Tom highlights that “once you get north of twenty or thirty leaf switches in the data center, just doing maintenance such as adding a VXLAN becomes cumbersome even with all the techniques you can use in Junos OS, so then you have to look at ‘How am I going to automate that?’” One of his bugbears relates to maintenance. He notes, “That’s where your management tool comes in to play, it’s not just the implementation. That’s the easy part. It’s the day-to-day maintenance because Moves Adds and Changes (MACs) across a distributed control plane become a lot more difficult.”
Additionally, he sees challenges with Ethernet Switch Identifier (ESI) Link Aggregation Groups (LAGs) and “if you’re adding those manually via the CLI at scale,” it can be “complex and risky,” especially when dealing with twenty or thirty ESI-LAGs per rack across a data center. As many do, he looks toward a new breed of tools and platforms such as Juniper Apstra Fabric Conductor with the promise of reducing toil and minimizing risk to ensure continued success.
Conclusion
In an on-premises world, the choice of solution for each layer, including which vendor to use, means that you may forgo certain economies of scale for other considerations due to legacy constraints. Migration of workloads to public clouds often involves re-engineering and development time to truly take advantage of all the touted security or performance benefits.

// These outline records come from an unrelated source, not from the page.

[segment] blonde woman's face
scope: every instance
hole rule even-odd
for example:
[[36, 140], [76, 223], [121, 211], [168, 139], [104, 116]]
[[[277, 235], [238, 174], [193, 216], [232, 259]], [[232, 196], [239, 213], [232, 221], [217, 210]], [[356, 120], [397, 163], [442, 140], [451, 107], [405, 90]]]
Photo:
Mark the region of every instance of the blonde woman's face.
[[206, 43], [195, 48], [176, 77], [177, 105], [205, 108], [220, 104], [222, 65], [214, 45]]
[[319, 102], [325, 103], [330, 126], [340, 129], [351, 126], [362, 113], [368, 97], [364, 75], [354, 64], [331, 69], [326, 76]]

In this regard, green fields are “easier” when unencumbered by legacy, but it’s still the network that provides all access and the most robust policy enforcement points.
For many, the underlay is expected to serve as an infinitely scalable and ubiquitous plane. All policy, security and associated complexity migrate higher up into the overlay and edge nodes. The need to partition failure domains becomes almost mechanical at the underlay but is still informed by and virtually coupled to an intelligent overlay. One primary theme that emerges time and time again is that new breeds of intelligent and unified management tools are still highly desired for tackling growing toil and accelerating complexity.
Whether for internal users or external customers, simplifying data center networking has many operational benefits. As the volume and velocity of operational work increases, new approaches and systems are required, not just to maintain, but to improve our productivity while benefiting our own personal trajectories.